Em 1988, Maílson da Nóbrega assumiu a Fazenda, voltado ao combate dos problemas econômicos de maneira pontual. Seguiu-se o Plano Verão, no início de 1989, que tampouco conseguiu conter a inflação.

Os resultados econômicos

Mesmo marcado pelo descontrole inflacionário, que era compensado na vida cotidiana pelo gatilho salarial, houve avanços econômicos expressivos na gestão de Sarney, com o país elevado ao posto de sétima maior economia do mundo.

A própria inflação, dolarizada, teve uma média anual de apenas 17,3%, segundo estudo da Consultoria Tendências.
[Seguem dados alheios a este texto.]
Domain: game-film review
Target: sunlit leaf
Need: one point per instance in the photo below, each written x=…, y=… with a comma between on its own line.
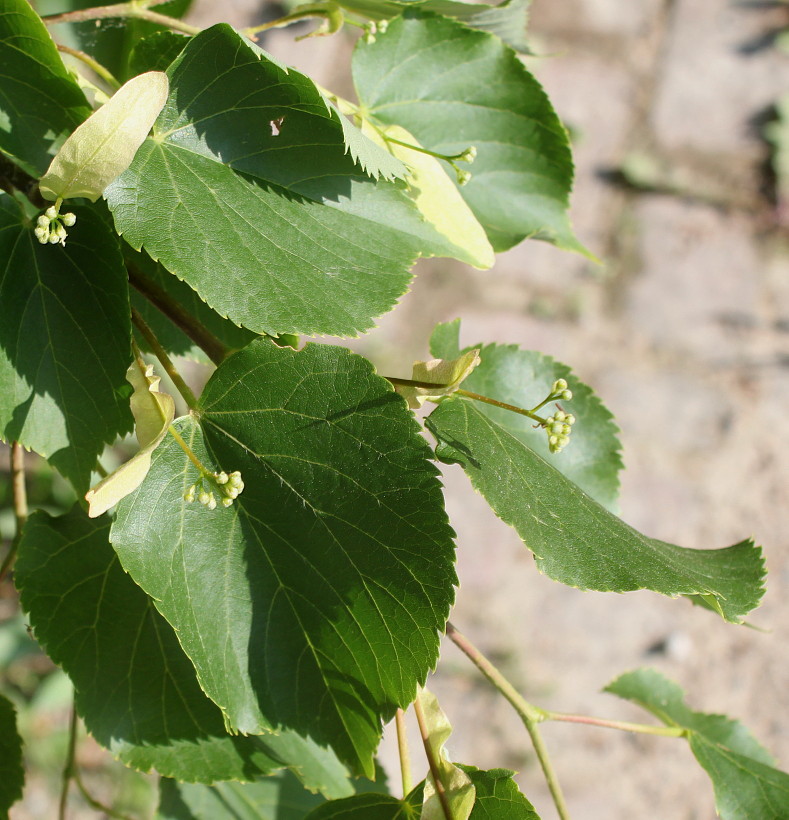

O Brasil teve o 3º saldo exportador no mundo. Os resultados de balança de serviços, balança comercial e transações correntes só vieram a ser superados no governo Lula. A dívida externa caiu de 54% para 28% do PIB. O déficit primário de 2,58% do PIB em 1984 foi substituído por um superávit de 0,8% do PIB em 1989. O PIB, medido em dólares (variação cambial) cresceu 119%. O PIB per capita cresceu 99%. A média do índice de desemprego foi de 3,89%, chegando a 2,16% durante o Plano Cruzado e 2,36% em fins de 1989. 

Eleições e partidos

Sarney garantiu a redemocratização na Nova Repúbica, com 4 eleições diretas nos 5 anos da sua presidência: a primeira para prefeitos das capitais, em 1985 (primeira depois de 20 anos); a segunda para deputados estaduais e federais, senadores e governadores, em 1986 (com o sucesso do Plano Cruzado, o PMDB elegeu 22 dos 23 governadores); a terceira para prefeitos de todos os municípios e gerais para o Estado do Tocantins, que acabara de ser criado, em 1988; e a quarta para presidente da República, em 1989 (primeira após 29 anos).

Logo no início do governo, Sarney legalizou os partidos comunistas, que trabalhavam na clandestinidade durante o regime militar, e recebeu no Planalto João Amazonas e Giocondo Dias, lideranças históricas do comunismo no Brasil.

A Constituinte e a Constituição

Ainda em 1985, Sarney convocou uma Assembleia Nacional Constituinte, que seria formada pelos congressistas eleitos em 1986 e os senadores eleitos anteriormente mas ainda no exercício do mandato (ao todo, 559 parlamentares), e instalada em fevereiro de 1987.

Criou a comissão Afonso Arinos, com 50 notáveis, que elaborou um anteprojeto para subsidiar o trabalho dos constituintes, conforme havia planejado Tancredo Neves. O material, no entanto, foi descartado pelo deputado Ulysses Guimarão, que presidiu a Assembleia. 

Sarney foi crítico do texto no tocante à estrutura do Estado, na qual enxergou dificuldades de governabilidade, embora reconhecendo um grande avanço relativo aos direitos. A nova Constituição Federal foi promulgada no dia 5 de outubro de 1988, e o presidente da República foi o primeiro a jurar cumpri-la.